With 5 years of experience, Dr. Tan had anticipated a difficult situation, but the reality was worse than he'd imagined.
Eight minutes later, the ambulance stopped at an alley on Thoai Ngoc Hau Street (formerly Tan Phu District), where the family was waiting. Without a word, the team sprang into action. The driver grabbed the stretcher, the doctor and nurse carried the equipment, and they hurried into the musty corridor of the workers' housing complex.
The 4-person emergency team, consisting of a doctor, two nurses, and a driver, reached the patient's home. Due to the cramped room, the stretcher had to be left in the common walkway. Photo: Khuong Nguyen
The 15-square-meter room, cluttered with belongings, left only a narrow passage. Dr. Tan and his team had to maneuver carefully to reach the patient lying on the mezzanine floor.

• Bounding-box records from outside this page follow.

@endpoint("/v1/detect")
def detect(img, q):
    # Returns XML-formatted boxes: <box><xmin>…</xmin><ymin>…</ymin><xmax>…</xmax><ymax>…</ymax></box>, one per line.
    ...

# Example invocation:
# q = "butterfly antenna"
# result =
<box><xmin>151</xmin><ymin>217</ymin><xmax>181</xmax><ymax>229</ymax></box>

In the dim light, 27-year-old nurse Nguyen Thanh Thao Nhi struggled for 15 minutes—three times longer than usual—to find a vein for an IV line. Years of treatment had left the patient's veins fragile and collapsed.
"Her veins were as thin as threads," Nhi said.
Duy stood outside, watching the team, wincing each time his mother cried out in pain.
"Hang in there, ma'am. It won't hurt much longer," the nurse reassured her, holding her hand.
Still conscious, the patient reacted strongly, scolding the nurse, "You're hurting me! I didn't say anything before, but now you're hurting me again."
"The situation became quite chaotic," Duy recounted.
While the nurse worked on the IV, Duy explained to Dr. Tan that his mother's symptoms had started in the late afternoon, but he hadn't called 115 until after midnight because she didn't want to go to the hospital. She was recovering from surgery for a fractured femur and had a history of lung infections and obesity.
The cramped room made treatment difficult. Every movement could cause pain to the patient's swollen, recently operated legs. Photo: Khuong Nguyen
After much effort, the team managed to establish one IV line instead of the planned two, just enough to administer medication during transport. After placing an oxygen mask on the patient, Dr. Tan checked her EKG and vital signs before moving her to the ambulance.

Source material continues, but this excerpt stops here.